Mężczyzna wszedł do banku ok. godz. 11 i wziął czterech zakładników, w tym menadżera placówki. Zażądał rozmowy z przedstawicielem elitarnej jednostki policji Raid, który w marcu zastrzelił zamachowca Mohameda Meraha - zabójcę trzech francuskich komandosów oraz trojga dzieci z żydowskiej szkoły w tym mieście.

Przed 15 udało się uwolnić pierwszą z przetrzymywanych osób. Godzinę później terrorysta wypuścił drugą zakładniczkę. Pozostałe dwie osoby uwolniono podczas policyjnego szturmu. Żadnemu z zakładników nic poważnego się nie stało.

Napastnik chory psychicznie

Wstępnie udało się potwierdzić, że napastnik to osoba chora psychicznie. Mężczyzna - jak potwierdził mer Tuluzy - był leczony przez psychiatrów. Według nieoficjalnych informacji, w przeszłości kilka razy przebywał w szpitalach psychiatrycznych.

Siostra mężczyzny powiedziała mediom, że ma on 26 lat. Jest zły i boi się świata zewnętrznego - dodała.

Policja jest przekonana, że 26-latek próbował dokonać napadu na bank, a kiedy mu się to nie udało wziął zakładników, twierdząc, że to atak terrorystyczny. Policyjni eksperci podkreślają, że banki zazwyczaj nie są celem ataków Al-Kaidy.

Zamachowiec z Tuluzy

Mohamed Merah - domniemany sprawca zabójstw trzech francuskich komandosów i masakry przed żydowską szkołą w Tuluzie - został zastrzelony przez antyterrorystów 22 marca.

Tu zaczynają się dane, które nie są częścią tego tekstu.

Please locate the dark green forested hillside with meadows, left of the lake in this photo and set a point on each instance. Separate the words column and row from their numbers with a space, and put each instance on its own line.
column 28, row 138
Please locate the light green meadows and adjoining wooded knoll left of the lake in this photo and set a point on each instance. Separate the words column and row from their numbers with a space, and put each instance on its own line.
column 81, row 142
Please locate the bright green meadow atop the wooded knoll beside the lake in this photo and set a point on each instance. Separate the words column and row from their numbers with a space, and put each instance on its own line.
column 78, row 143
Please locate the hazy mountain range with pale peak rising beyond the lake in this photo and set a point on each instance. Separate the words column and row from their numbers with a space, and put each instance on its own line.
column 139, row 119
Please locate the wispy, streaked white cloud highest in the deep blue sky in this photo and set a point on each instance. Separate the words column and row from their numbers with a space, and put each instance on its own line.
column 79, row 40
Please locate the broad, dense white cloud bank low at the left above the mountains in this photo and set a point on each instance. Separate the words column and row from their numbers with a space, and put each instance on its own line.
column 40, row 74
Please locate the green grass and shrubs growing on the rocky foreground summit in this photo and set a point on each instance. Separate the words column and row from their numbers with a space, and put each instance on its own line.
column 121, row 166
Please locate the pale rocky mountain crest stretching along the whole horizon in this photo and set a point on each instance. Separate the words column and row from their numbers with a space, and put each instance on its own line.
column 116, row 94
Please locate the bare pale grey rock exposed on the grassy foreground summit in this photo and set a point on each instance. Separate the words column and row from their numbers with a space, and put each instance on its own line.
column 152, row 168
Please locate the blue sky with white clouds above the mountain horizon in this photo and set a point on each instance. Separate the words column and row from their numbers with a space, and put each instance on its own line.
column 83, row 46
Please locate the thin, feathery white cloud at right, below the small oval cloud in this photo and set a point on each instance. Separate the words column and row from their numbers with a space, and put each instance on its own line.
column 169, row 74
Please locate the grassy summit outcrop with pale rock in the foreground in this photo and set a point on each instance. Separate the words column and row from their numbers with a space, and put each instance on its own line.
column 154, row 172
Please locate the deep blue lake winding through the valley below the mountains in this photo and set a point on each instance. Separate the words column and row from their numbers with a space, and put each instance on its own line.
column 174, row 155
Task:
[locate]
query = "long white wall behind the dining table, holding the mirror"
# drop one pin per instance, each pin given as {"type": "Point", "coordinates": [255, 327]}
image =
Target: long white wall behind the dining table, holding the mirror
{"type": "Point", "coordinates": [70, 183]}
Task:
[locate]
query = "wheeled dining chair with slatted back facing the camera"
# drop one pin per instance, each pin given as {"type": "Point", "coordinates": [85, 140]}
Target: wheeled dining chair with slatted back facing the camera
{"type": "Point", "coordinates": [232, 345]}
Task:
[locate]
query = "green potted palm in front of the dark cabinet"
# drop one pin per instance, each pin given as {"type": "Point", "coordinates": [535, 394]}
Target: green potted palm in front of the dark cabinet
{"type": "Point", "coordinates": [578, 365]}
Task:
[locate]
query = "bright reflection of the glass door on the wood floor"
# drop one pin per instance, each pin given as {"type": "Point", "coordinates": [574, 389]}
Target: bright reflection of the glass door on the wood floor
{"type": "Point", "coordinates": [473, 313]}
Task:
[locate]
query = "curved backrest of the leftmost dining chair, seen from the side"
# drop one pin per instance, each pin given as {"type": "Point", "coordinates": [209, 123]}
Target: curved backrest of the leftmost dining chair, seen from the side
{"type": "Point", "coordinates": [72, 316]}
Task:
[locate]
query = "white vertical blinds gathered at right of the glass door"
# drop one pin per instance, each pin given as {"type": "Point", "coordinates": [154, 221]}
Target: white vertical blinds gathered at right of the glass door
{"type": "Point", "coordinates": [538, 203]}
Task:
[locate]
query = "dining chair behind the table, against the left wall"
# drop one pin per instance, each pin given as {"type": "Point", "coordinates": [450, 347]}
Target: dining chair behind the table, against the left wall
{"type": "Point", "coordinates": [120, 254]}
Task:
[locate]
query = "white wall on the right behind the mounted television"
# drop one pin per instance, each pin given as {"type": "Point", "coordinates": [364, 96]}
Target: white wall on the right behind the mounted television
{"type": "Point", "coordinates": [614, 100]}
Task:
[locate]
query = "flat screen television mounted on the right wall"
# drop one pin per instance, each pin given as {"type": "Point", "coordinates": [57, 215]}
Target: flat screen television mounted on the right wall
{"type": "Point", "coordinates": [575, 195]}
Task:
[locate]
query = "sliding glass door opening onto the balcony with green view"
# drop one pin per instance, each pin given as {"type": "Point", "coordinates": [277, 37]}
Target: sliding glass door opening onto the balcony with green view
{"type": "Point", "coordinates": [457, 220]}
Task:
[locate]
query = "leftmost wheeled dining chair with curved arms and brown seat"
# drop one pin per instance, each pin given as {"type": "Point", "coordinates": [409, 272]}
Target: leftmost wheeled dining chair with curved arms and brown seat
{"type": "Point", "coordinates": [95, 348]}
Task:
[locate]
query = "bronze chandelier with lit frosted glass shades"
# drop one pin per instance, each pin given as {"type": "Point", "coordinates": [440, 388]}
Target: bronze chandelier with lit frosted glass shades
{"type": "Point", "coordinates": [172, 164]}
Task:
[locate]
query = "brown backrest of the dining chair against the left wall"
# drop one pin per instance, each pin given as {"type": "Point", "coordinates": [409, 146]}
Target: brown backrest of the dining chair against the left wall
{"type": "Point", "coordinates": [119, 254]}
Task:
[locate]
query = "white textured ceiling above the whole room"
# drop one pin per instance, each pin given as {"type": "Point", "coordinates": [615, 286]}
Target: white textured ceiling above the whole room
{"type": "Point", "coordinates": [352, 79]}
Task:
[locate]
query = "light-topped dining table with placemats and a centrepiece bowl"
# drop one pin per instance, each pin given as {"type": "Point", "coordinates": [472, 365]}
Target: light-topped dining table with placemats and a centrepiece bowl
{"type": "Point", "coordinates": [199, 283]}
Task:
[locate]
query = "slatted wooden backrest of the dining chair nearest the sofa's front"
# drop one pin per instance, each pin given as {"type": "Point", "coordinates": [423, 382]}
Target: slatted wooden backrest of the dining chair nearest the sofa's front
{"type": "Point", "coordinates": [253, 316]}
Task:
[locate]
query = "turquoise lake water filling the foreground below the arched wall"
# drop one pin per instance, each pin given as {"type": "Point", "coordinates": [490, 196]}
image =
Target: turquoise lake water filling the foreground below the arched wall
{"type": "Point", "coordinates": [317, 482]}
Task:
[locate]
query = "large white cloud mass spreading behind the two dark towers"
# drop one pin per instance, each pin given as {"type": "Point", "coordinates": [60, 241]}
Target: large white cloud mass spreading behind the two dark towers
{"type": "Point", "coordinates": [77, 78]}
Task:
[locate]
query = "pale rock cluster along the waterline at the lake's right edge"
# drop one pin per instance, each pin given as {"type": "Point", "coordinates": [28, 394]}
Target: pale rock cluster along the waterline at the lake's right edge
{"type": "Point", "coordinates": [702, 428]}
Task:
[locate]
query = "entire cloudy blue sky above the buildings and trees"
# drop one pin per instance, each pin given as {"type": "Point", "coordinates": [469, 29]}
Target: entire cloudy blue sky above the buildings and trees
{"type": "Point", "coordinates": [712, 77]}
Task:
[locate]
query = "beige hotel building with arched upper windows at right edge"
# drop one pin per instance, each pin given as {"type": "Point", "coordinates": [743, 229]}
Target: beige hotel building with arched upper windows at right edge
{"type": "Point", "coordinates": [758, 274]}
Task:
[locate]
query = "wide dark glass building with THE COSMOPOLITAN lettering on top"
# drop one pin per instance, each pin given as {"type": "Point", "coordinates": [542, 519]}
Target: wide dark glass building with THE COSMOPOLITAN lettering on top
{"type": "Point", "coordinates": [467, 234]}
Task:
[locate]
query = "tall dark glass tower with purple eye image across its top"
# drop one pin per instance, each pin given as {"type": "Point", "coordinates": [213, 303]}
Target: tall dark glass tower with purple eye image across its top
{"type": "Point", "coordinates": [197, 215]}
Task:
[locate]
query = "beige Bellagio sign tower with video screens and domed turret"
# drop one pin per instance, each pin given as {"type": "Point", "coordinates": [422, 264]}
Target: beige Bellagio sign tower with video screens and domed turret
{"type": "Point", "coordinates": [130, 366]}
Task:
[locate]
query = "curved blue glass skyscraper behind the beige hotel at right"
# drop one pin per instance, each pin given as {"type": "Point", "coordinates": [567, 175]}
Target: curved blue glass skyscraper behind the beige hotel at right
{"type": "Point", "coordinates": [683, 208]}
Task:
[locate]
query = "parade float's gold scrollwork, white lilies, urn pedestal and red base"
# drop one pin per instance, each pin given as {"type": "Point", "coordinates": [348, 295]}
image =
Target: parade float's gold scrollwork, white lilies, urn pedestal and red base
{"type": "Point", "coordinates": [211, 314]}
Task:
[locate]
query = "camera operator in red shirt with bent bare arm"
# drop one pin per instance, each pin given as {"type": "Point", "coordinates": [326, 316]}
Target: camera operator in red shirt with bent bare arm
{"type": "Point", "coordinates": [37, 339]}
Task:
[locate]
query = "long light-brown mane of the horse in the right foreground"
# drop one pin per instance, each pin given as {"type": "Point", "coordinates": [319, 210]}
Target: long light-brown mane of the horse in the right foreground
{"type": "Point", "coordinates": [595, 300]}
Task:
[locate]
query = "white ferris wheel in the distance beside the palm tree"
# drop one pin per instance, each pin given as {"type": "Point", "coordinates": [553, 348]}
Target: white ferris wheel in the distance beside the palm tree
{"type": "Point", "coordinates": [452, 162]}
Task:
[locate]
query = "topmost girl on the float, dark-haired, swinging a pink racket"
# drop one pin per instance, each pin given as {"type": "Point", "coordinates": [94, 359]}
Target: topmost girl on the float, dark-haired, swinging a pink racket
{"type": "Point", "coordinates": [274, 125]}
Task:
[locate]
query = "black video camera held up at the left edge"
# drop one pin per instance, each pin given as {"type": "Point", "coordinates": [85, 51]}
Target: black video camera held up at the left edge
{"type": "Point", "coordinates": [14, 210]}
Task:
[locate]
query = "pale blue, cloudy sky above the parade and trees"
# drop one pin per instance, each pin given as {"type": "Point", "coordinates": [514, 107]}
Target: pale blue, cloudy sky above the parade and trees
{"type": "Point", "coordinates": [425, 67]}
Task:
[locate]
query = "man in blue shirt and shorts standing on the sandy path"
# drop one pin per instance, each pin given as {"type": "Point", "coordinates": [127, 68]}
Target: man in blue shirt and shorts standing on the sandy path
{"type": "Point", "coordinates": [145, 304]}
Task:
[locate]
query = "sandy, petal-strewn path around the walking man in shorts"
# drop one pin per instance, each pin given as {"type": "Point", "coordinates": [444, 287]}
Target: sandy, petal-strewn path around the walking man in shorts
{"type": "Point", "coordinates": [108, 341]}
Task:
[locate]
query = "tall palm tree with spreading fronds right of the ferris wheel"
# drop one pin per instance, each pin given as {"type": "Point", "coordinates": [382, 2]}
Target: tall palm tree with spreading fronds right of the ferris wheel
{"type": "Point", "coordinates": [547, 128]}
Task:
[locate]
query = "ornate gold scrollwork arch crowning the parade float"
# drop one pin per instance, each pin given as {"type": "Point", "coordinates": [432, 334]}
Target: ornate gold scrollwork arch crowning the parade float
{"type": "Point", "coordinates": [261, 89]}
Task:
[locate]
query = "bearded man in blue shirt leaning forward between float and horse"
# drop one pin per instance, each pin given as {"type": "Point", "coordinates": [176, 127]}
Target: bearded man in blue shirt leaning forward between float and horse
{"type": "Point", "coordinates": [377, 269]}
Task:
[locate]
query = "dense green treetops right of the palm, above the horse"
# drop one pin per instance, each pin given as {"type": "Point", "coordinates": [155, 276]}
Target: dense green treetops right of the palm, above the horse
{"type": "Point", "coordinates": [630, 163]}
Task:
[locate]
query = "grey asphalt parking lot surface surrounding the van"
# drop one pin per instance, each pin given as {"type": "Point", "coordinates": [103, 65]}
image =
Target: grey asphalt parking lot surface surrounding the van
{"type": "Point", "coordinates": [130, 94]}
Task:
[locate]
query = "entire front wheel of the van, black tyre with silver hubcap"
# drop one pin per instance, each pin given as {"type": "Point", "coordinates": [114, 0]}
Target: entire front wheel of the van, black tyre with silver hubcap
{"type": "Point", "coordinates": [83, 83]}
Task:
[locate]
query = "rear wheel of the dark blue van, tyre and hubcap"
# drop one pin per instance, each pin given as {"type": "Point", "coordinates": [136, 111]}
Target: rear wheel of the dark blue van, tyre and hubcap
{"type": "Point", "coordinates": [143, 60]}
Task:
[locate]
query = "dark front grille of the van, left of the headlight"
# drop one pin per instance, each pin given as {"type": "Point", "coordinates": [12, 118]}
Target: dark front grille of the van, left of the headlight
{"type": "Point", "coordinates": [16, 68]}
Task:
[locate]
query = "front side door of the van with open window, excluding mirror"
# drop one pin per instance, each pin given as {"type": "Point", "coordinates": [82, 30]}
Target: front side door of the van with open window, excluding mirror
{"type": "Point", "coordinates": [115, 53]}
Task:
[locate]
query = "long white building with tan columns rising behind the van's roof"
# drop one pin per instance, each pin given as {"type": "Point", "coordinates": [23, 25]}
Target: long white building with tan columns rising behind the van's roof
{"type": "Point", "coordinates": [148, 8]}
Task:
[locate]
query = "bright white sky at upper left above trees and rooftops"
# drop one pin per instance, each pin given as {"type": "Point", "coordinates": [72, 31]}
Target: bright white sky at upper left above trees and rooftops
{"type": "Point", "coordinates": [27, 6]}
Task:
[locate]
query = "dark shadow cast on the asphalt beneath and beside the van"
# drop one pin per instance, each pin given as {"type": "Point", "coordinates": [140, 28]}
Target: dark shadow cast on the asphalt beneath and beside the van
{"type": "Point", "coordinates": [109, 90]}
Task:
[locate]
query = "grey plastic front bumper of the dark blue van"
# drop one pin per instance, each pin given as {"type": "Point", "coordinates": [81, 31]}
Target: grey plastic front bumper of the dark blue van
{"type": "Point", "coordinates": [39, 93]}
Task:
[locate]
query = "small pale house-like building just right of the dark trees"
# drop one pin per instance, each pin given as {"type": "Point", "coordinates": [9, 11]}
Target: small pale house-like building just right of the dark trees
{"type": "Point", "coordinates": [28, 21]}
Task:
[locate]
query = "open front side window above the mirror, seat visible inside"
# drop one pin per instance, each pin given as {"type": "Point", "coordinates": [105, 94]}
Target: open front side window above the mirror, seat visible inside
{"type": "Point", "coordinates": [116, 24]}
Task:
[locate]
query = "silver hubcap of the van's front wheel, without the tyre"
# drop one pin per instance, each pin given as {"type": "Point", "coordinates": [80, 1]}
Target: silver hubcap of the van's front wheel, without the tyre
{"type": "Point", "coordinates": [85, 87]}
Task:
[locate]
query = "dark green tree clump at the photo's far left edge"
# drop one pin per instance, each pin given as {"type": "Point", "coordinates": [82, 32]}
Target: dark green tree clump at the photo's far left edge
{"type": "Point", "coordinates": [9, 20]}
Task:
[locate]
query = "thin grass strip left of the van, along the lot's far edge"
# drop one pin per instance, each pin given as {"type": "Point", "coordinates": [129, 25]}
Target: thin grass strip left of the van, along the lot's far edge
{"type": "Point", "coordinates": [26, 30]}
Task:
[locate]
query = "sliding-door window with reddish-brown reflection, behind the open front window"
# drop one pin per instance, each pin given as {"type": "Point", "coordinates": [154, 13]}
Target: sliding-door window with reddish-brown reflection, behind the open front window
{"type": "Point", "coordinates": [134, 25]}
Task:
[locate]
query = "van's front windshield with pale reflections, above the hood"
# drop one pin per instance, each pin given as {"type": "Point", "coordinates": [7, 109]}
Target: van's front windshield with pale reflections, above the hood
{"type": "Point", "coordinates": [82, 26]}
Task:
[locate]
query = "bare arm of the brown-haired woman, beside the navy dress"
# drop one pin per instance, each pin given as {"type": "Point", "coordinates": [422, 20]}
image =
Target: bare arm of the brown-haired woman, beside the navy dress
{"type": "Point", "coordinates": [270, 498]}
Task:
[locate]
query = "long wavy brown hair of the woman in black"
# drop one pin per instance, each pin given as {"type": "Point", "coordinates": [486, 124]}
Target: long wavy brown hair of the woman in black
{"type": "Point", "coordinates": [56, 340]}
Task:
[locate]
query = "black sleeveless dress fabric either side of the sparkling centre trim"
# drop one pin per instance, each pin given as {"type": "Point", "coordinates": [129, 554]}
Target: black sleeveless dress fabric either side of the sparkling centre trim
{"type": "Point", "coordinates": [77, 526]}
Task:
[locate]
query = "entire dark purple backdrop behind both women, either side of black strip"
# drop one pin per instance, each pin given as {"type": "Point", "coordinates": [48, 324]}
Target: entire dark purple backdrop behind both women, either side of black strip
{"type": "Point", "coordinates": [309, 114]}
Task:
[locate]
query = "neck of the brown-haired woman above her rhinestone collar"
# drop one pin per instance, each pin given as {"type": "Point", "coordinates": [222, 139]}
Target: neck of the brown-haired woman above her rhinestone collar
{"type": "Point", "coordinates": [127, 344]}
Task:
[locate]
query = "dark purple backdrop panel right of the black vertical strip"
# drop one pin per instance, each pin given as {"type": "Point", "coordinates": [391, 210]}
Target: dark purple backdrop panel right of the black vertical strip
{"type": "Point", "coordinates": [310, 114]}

Francuskie media podkreślają, że Merah nie żałował tego, co zrobił. Żałował jedynie, że nie zamordował więcej ludzi - mówił po wszystkim szef antyterrorystycznej sekcji paryskiej prokuratury Francois Molins. Podał też, że Merah sfilmował wszystkie swoje ataki, a nagrania udostępnił w internecie.

W sprawie ataków na południu Francji toczy się śledztwo. Policja próbuje ustalić, czy Merah miał wspólników. Podczas rozmów z funkcjonariuszami szczycił się tym, że upokorzył Francję. Mówił też, że jest mudżahedinem i należy do Al-Kaidy. Zabójstwa miały być zemstą za śmierć palestyńskich dzieci w konflikcie izraelsko-palestyńskim oraz odwetem na francuskiej armii za udział w zagranicznych interwencjach.